Evliliğin (ve onu simüle etmeye çalışan ilişkilerin) insanları bu konuda belirsizlikten kurtarmak gibi bir tarafı var. Her yeni tanıştığı insana o gözle bakmak zorunda kalmamak, kadro dolu olduğu için yerine kimseyi düşünmemek.
Kadroyu, bu konudaki belirliliği ortadan kaldırınca, bu sefer (aksini belirtmediği sürece) herkes potansiyel partner oluyor, değil mi? Bu özgürlük, avcı-toplayıcı insanın yiyecek bulmadaki özgürlüğü gibi. Adam diyor ki, dağlar ovalar ve içindekiler sizin, oh, istediğinizi yersiniz. Mukabilindeki diyoruz ki, bulursanız yersiniz ve gördüğünüz her bitkiye ve hayvana potansiyel yiyecek nazarıyla bakmanın stresi yanınıza kar kalır.
Tarım toplumlarının avcı toplayıcıları yok etmesinin ardında, belirlilik yer alıyorduysa, evliliğin ortakçı ilişkileri ortadan silmesinde de belirlilik rol oynamıştır. Evlenmek insanın hayatındaki belirsizlikleri azaltan ve düşüncesini, enerjisini daha verimli, kendisi ve içinde yaşadığı toplum için daha faydalı işlere yönelten bir kurumdur. Karşı cinsin ilgisini çekmeye çabalamak önemli bir enerji sarfiyatı getirir ve bunu hayatının bir döneminde değil, her döneminde yapmaya, az sayıda kişi için değil, herkes için yapmaya çalışmak önemli bir zaman ve enerji kaybı doğurur.
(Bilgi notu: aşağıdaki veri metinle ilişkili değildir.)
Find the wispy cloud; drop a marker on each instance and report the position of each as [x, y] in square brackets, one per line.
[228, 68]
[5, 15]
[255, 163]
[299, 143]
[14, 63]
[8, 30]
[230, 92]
Eğer insan kendini kime beğendirmesi gerektiğini biliyorsa, enerjisinin ufak bir kısmıyla onu mutlu edebilir ve geri kalan kısmını da hayatın diğer taraflarına ayırır.
Monogami yok olacak diyen, bu sebeple yanlış bir hesap yapıyor. Bu hesabın yanlış olduğunu da en bariz şekilde, evlilik dışı ilişkilerin de neticede bir ilişki olması gösteriyor zaten. İnsanların geneli, evlenmese bile partnerlerinin belirli olmasını tercih ediyor.
Zamanımızın derdi, insanların çok eşli olmaya değil, hiç eşli olmaya yönelmesi. İnsanlar ertesi gün ne isteyeceğini bilmedikleri bir partner yerine, türlü çeşit eğlenceyle vakit geçirebiliyor. Philip Zimbardo son yıllarda genç erkeklerde önemli ölçüde bir asosyalleşme ortaya çıktığını ve karşı cinsle herhangi bir iletişim kurmak yerine zamanlarını oyuncaklarıyla geçirmeyi tercih ettiklerini anlatıyordu. Bu daha önemli ve bariz bir trend. Yalnızlık çok daha derin ve etkili bir hastalık olarak yayılıyor ve değerli fütüristimiz Aubrey de Grey ne diyor? Monogaminin yok olması duvarda yazılı diyor. Hangi duvarda?
Bunu yazdıktan sonra daha zayıflarına da rastladım, Freud'ün bilinçdışını keşfetmesini anlatan bir psikiyatri profesörününkü iyice tırttı. Biraz daha okuyup kitabı bıraktım zaten, meşhurlardan tırt yazılar ismiyle daha müsemma olur, tek hedefinin para kazanmak olduğunu ifşa edebilirdi.